Neue Werkzeuge für mehr Effizienz und Barrierefreiheit

Die neue Version 3.0 von PDFix Desktop erweitert die Möglichkeiten zur automatisierten Erstellung barrierefreier PDF-Dokumente deutlich. Durch die Batch-Validierung kompletter Ordner, integrierte veraPDF-Prüfungen und KI-gestütztes Auto-Tagging lassen sich PDF/UA-Fehler schneller erkennen und korrigieren. Besonders bei großen Dokumentenmengen profitieren Unternehmen von durchgängigen Workflows für Validierung, Fehleranalyse und automatische Korrektur – ohne zwischen verschiedenen Werkzeugen wechseln zu müssen.

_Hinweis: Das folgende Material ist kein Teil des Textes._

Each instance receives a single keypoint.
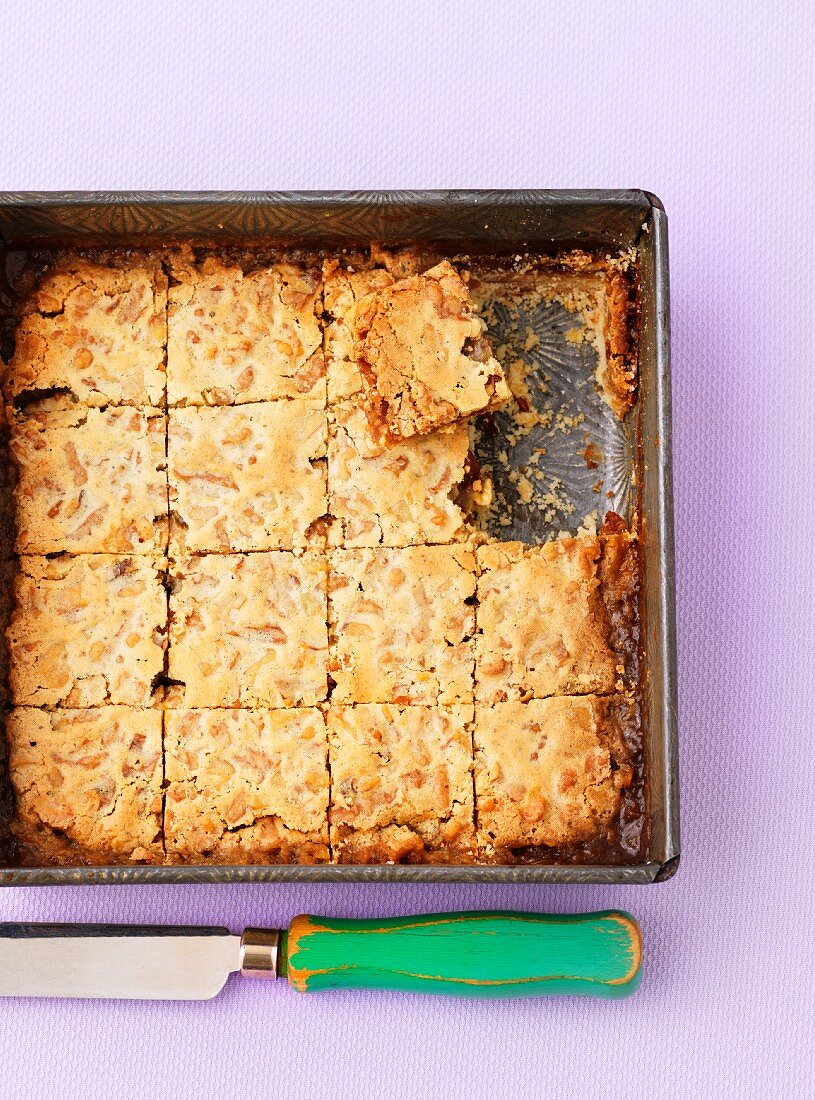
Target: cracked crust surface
(402, 783)
(249, 630)
(400, 625)
(402, 495)
(343, 288)
(87, 784)
(235, 338)
(248, 477)
(90, 481)
(542, 625)
(423, 356)
(87, 630)
(548, 771)
(246, 787)
(94, 333)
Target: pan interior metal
(116, 961)
(486, 223)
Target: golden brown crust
(344, 286)
(400, 625)
(87, 630)
(248, 477)
(249, 630)
(237, 337)
(402, 495)
(90, 481)
(92, 332)
(402, 784)
(246, 787)
(548, 772)
(542, 626)
(87, 784)
(423, 356)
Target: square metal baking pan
(494, 222)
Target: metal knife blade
(114, 960)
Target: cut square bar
(402, 783)
(91, 333)
(549, 771)
(402, 624)
(87, 784)
(90, 481)
(246, 787)
(246, 477)
(87, 630)
(237, 337)
(249, 630)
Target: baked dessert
(548, 771)
(87, 630)
(248, 630)
(543, 624)
(235, 337)
(246, 477)
(403, 495)
(400, 625)
(423, 355)
(402, 787)
(344, 286)
(270, 565)
(92, 333)
(87, 784)
(90, 481)
(246, 787)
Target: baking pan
(494, 223)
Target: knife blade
(478, 954)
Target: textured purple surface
(706, 105)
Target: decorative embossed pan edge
(475, 221)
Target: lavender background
(709, 106)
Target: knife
(477, 954)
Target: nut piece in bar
(246, 477)
(235, 338)
(402, 785)
(342, 290)
(402, 495)
(90, 481)
(249, 630)
(548, 771)
(87, 630)
(246, 787)
(400, 625)
(542, 625)
(94, 334)
(423, 356)
(87, 784)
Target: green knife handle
(498, 954)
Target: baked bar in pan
(246, 477)
(246, 787)
(543, 622)
(423, 356)
(249, 630)
(343, 288)
(237, 337)
(548, 771)
(403, 495)
(90, 481)
(87, 784)
(400, 625)
(402, 783)
(92, 333)
(87, 630)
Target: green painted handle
(497, 954)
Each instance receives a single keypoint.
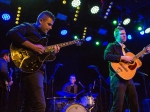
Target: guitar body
(126, 70)
(27, 60)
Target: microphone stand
(100, 77)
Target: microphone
(94, 84)
(59, 64)
(92, 66)
(142, 73)
(81, 84)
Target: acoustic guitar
(127, 70)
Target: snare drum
(74, 108)
(87, 101)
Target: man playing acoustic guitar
(122, 67)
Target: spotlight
(6, 16)
(63, 32)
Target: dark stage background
(76, 59)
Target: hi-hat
(91, 94)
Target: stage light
(108, 10)
(76, 37)
(114, 22)
(6, 16)
(64, 32)
(147, 30)
(126, 21)
(89, 38)
(61, 16)
(6, 1)
(102, 31)
(75, 3)
(142, 32)
(94, 9)
(97, 43)
(105, 43)
(139, 28)
(129, 37)
(64, 2)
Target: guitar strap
(123, 49)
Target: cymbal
(66, 94)
(91, 94)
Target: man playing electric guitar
(116, 54)
(5, 80)
(27, 35)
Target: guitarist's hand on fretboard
(56, 49)
(39, 48)
(126, 58)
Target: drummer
(71, 87)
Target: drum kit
(69, 102)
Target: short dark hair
(45, 13)
(72, 75)
(4, 52)
(117, 29)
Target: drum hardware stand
(100, 78)
(52, 77)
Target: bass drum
(74, 108)
(87, 101)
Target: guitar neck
(50, 48)
(140, 53)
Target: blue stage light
(129, 37)
(64, 32)
(89, 38)
(6, 16)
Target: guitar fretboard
(50, 48)
(140, 53)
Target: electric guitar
(29, 61)
(128, 70)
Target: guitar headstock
(147, 49)
(79, 42)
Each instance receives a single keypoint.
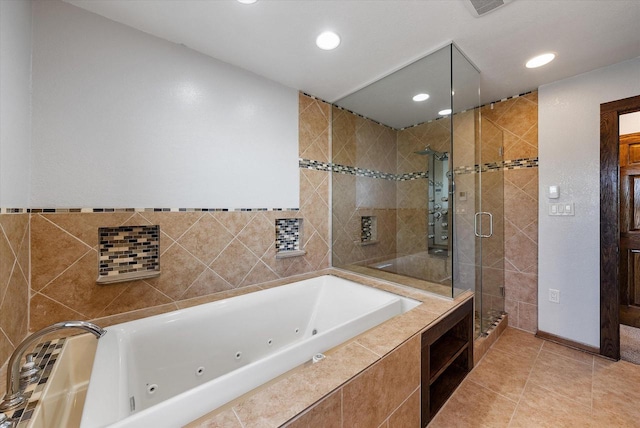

Dekorative Illustration von PDFix

Highlights der neuen Version

Batch-Validierung ganzer Ordner

Mit der neuen Funktion zur Batch-Validierung lassen sich komplette Ordner mit PDF-Dokumenten in einem Schritt auf PDF/UA-Konformität prüfen – ohne Dateien einzeln öffnen zu müssen. Das PDFix Dashboard wird damit zur zentralen Arbeitsoberfläche: Ordner ablegen, Validierung starten und Ergebnisse direkt für alle Dokumente einsehen. Fehler aus der veraPDF-Prüfung werden inklusive Beschreibung und visueller Positionierung angezeigt – bis auf Seiten-, Annotations- oder Inhaltsebene.

Fehlerbehebung per Klick

Über die neue „Fix Error“-Funktion können die Probleme direkt für den gesamten Dokumentenstapel korrigiert werden. Damit entsteht ein durchgängiger Workflow aus: Validieren → Fehler lokalisieren → Korrigieren. Viele manuelle Arbeitsschritte lassen sich dadurch deutlich reduzieren.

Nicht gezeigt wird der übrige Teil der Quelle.